Bei gewissen Stichworten kann der Ruag-Pressesprecher Bruno Frangi ganz schön grantig werden. «Allenbach» ist ein solches Wort, aber auch «Fahrzeugliquidation» oder «Unregelmässigkeiten». Dann klingt seine Stimme genervt. Sehr genervt sogar: «Es ist halt interessanter, gegen einen grossen Konzern zu schiessen, als die Sache seriös abzuklären. Gewisse Herren versuchen jetzt die Medien zu orchestrieren, weil Gerichtstermine anstehen. Aber wir sehen diesen gelassen entgegen. Unsere Abklärungen haben gezeigt, dass es bei uns keine kriminellen Geschichten gibt.»

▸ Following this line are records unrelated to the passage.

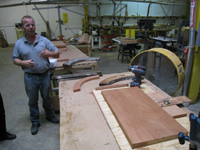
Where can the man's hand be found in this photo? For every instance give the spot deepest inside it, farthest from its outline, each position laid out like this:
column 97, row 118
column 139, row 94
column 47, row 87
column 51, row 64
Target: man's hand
column 29, row 63
column 45, row 53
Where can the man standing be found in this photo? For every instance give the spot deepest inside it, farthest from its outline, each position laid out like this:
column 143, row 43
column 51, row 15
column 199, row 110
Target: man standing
column 31, row 52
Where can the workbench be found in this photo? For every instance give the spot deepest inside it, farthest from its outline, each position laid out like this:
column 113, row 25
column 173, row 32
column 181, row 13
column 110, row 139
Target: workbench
column 127, row 47
column 84, row 126
column 164, row 41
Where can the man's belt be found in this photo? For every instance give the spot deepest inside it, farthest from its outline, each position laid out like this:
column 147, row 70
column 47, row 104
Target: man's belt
column 38, row 74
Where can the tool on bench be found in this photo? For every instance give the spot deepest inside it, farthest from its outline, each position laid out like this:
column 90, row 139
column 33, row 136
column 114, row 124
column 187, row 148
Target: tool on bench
column 139, row 71
column 194, row 137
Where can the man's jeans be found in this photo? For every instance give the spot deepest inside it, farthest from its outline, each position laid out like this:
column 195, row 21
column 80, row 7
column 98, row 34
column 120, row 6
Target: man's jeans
column 34, row 84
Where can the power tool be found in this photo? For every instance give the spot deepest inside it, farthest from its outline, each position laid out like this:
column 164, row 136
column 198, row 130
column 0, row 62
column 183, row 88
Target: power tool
column 139, row 71
column 194, row 137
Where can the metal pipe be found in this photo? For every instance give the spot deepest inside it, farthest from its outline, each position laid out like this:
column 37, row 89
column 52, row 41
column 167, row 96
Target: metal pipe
column 53, row 3
column 163, row 9
column 162, row 3
column 121, row 9
column 73, row 11
column 59, row 21
column 191, row 47
column 148, row 10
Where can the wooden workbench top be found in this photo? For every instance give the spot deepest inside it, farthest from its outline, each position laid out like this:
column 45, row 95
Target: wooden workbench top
column 83, row 125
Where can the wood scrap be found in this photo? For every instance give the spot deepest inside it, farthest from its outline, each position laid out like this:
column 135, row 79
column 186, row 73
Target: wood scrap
column 59, row 44
column 79, row 83
column 62, row 49
column 142, row 125
column 173, row 101
column 114, row 79
column 77, row 75
column 73, row 61
column 84, row 39
column 175, row 111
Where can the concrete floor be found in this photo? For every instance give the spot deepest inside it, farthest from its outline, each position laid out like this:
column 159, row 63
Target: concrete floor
column 16, row 103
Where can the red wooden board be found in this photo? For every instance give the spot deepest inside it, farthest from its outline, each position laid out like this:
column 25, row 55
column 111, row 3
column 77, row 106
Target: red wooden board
column 141, row 119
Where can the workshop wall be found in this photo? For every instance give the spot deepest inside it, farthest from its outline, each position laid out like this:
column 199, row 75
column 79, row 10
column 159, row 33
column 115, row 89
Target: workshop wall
column 11, row 15
column 139, row 9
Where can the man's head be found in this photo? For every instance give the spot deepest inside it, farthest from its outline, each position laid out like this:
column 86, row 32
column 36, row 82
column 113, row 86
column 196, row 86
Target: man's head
column 28, row 25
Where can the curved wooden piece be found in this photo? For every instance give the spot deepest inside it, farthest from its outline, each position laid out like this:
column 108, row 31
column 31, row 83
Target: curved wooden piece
column 73, row 61
column 79, row 83
column 114, row 79
column 111, row 86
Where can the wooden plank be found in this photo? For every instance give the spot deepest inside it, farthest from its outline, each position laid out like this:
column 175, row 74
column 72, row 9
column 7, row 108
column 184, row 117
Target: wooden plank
column 175, row 111
column 82, row 125
column 111, row 86
column 147, row 123
column 119, row 135
column 114, row 79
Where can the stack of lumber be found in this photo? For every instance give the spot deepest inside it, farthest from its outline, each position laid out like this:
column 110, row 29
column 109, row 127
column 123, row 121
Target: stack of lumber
column 60, row 45
column 84, row 39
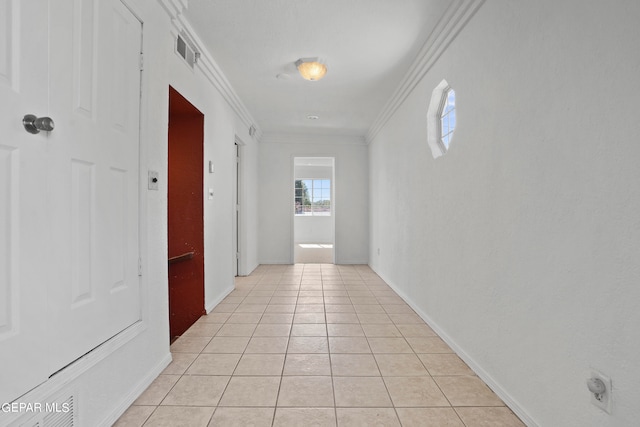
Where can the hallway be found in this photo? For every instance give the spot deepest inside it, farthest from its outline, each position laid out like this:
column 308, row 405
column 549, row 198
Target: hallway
column 315, row 344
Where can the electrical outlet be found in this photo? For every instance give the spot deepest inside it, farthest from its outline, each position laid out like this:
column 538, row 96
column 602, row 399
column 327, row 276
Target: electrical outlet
column 601, row 400
column 153, row 180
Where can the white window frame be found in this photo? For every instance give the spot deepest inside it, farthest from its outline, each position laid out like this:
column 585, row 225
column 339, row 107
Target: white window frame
column 434, row 119
column 311, row 191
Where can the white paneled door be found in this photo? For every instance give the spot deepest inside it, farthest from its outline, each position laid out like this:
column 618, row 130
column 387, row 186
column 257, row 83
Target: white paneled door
column 69, row 198
column 24, row 261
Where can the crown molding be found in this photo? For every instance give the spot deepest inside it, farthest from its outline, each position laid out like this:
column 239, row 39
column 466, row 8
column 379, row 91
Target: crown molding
column 206, row 64
column 291, row 138
column 174, row 7
column 449, row 26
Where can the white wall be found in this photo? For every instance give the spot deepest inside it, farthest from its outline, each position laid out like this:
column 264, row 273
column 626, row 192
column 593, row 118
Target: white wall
column 220, row 128
column 521, row 244
column 275, row 171
column 106, row 381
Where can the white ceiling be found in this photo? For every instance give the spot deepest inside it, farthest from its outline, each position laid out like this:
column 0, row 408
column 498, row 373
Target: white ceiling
column 367, row 45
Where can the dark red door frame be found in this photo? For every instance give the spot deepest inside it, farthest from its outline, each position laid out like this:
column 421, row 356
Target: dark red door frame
column 185, row 214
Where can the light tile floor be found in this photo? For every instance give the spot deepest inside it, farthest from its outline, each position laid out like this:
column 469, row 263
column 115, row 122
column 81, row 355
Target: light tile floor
column 315, row 345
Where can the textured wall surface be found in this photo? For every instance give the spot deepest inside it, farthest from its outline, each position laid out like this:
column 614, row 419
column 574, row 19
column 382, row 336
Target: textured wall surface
column 521, row 244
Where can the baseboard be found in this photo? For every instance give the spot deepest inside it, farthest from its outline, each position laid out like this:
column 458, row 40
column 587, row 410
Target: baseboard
column 131, row 397
column 512, row 403
column 59, row 382
column 209, row 307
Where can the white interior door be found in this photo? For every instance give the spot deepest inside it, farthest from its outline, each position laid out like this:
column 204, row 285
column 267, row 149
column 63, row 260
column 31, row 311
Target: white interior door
column 23, row 221
column 68, row 199
column 94, row 173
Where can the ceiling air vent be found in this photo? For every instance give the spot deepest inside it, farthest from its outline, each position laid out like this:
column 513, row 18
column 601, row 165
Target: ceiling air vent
column 186, row 52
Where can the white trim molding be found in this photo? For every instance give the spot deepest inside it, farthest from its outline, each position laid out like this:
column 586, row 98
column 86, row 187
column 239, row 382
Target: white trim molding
column 312, row 139
column 449, row 26
column 207, row 64
column 174, row 7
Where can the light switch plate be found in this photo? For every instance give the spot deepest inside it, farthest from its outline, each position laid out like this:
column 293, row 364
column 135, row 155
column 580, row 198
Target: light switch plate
column 154, row 178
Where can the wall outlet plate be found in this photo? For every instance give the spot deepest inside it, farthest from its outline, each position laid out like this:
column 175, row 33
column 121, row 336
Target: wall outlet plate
column 604, row 402
column 154, row 178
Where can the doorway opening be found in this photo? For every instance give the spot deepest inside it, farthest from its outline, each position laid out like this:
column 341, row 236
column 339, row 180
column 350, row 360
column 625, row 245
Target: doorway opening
column 237, row 217
column 185, row 214
column 314, row 210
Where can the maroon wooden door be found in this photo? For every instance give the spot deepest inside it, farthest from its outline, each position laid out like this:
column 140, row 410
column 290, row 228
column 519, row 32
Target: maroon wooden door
column 185, row 211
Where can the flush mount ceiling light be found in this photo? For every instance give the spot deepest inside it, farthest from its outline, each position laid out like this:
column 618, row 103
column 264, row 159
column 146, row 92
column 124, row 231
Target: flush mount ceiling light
column 311, row 68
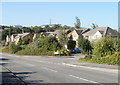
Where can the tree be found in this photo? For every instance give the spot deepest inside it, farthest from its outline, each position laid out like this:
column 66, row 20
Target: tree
column 71, row 44
column 85, row 45
column 94, row 26
column 14, row 48
column 105, row 46
column 63, row 39
column 77, row 23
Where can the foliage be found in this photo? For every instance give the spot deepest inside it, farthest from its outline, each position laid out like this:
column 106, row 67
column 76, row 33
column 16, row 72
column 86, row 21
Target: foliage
column 2, row 43
column 109, row 59
column 14, row 48
column 47, row 43
column 24, row 41
column 71, row 44
column 6, row 50
column 63, row 39
column 94, row 26
column 77, row 23
column 84, row 44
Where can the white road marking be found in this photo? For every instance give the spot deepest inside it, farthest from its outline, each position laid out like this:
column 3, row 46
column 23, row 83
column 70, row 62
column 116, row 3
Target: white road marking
column 93, row 68
column 83, row 79
column 50, row 69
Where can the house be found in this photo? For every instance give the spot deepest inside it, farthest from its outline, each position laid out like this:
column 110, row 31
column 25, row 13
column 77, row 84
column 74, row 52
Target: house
column 77, row 33
column 99, row 32
column 56, row 33
column 14, row 38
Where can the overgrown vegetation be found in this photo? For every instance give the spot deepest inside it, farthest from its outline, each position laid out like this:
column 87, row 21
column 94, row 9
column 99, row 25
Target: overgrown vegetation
column 85, row 45
column 41, row 46
column 105, row 51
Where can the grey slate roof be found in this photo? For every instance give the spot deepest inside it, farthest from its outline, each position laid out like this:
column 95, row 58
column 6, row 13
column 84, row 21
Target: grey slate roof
column 105, row 31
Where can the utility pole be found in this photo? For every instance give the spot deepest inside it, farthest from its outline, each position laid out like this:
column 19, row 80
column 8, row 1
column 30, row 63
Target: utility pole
column 50, row 21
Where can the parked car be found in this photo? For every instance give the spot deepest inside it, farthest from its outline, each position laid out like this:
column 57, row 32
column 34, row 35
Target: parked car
column 76, row 50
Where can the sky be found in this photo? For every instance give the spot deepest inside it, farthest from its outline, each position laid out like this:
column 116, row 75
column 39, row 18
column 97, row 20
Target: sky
column 40, row 13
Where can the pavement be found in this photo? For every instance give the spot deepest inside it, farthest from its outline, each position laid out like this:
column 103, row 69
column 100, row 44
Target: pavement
column 8, row 78
column 45, row 69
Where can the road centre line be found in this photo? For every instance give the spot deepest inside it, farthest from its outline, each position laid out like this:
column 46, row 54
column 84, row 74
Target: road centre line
column 50, row 69
column 83, row 79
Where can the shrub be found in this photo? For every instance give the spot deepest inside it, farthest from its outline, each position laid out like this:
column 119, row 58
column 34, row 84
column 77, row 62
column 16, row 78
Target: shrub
column 84, row 44
column 14, row 48
column 47, row 44
column 64, row 52
column 106, row 46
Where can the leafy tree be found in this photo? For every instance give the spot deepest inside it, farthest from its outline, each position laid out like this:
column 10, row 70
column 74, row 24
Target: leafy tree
column 77, row 23
column 47, row 44
column 94, row 26
column 84, row 44
column 71, row 44
column 63, row 39
column 14, row 48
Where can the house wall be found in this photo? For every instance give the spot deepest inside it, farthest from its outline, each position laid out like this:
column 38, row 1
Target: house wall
column 75, row 36
column 12, row 38
column 95, row 37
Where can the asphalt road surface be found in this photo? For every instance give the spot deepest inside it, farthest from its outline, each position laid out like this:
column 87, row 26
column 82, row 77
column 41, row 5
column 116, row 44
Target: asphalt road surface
column 44, row 69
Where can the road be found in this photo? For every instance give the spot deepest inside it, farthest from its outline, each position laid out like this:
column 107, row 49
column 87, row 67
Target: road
column 44, row 69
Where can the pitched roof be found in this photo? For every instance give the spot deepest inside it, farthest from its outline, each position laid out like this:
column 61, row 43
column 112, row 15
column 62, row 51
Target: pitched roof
column 105, row 31
column 81, row 31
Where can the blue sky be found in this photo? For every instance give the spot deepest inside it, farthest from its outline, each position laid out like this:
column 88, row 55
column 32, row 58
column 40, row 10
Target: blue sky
column 39, row 13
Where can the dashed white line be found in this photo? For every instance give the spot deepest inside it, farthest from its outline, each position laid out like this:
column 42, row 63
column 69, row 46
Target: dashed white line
column 83, row 79
column 50, row 69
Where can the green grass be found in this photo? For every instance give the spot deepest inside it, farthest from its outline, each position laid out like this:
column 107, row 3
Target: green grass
column 5, row 50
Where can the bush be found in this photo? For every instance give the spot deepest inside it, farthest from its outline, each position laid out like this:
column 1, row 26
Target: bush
column 47, row 44
column 14, row 48
column 84, row 44
column 64, row 52
column 106, row 46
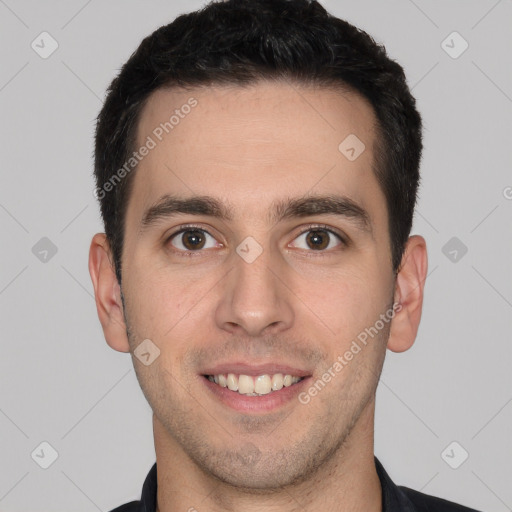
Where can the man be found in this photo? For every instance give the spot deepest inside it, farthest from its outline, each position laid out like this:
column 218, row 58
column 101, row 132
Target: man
column 257, row 168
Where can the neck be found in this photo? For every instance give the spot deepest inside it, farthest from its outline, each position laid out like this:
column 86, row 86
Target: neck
column 347, row 482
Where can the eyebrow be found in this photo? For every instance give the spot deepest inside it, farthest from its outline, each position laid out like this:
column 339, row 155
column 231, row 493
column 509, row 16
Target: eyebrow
column 169, row 206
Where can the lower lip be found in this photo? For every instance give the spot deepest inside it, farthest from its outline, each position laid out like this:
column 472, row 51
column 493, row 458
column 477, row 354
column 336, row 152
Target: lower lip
column 256, row 404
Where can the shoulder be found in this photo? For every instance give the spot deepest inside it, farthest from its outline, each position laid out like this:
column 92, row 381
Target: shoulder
column 133, row 506
column 425, row 503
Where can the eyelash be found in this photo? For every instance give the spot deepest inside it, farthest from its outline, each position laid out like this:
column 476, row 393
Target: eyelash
column 310, row 227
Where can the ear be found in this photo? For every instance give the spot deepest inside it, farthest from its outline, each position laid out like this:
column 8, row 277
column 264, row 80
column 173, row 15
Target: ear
column 107, row 293
column 410, row 282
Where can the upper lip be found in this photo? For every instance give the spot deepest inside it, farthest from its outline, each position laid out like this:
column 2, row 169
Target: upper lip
column 255, row 370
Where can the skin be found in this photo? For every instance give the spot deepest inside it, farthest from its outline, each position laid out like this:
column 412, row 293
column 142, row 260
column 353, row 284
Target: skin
column 296, row 305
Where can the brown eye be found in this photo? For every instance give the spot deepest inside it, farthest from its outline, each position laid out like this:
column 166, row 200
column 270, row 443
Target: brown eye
column 192, row 240
column 317, row 239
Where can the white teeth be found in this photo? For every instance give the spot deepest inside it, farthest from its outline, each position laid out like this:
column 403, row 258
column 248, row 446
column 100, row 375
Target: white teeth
column 277, row 382
column 262, row 385
column 232, row 382
column 245, row 384
column 254, row 386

Wenn sich Frangi da bloss nicht irrt. In der so genannten Ruag-Affäre sind nämlich – in der Tat kurz vor dem ersten Gerichtstermin – neue Hinweise über seltsame Vorgänge bei der bundeseigenen Firma aufgetaucht. Vorgänge, die mit den bereits bekannten Vorwürfen gegen leitende Angestellte der Ruag Components weitgehend übereinstimmen.

Vorwurf der Korruption
Die Vorgeschichte ist schnell erzählt: Anfang April publizierten diverse Medien ausführliche Artikel über die Verkäufe von ausgedientem Armeematerial und ausrangierten Militärfahrzeugen an verschiedene Grosshändler. Dabei sollen unter anderem Posten unter ihrem effektiven Wert verkauft, tadellose Fahrzeuge als Schrott deklariert und einige Händler systematisch bevorzugt worden sein. Nahrung erhielten die Vorwürfe, die sich gegen leitende Angestellte der Ruag Components und insbesondere deren Abteilung Liquidationen richtete, durch die Aussagen des Armeefahrzeughändlers Ernst Rast aus dem luzernischen Schenkon. Er gab zu, dass er, um den Zuschlag für bestimmte Posten zu erhalten, habe «nachhelfen müssen».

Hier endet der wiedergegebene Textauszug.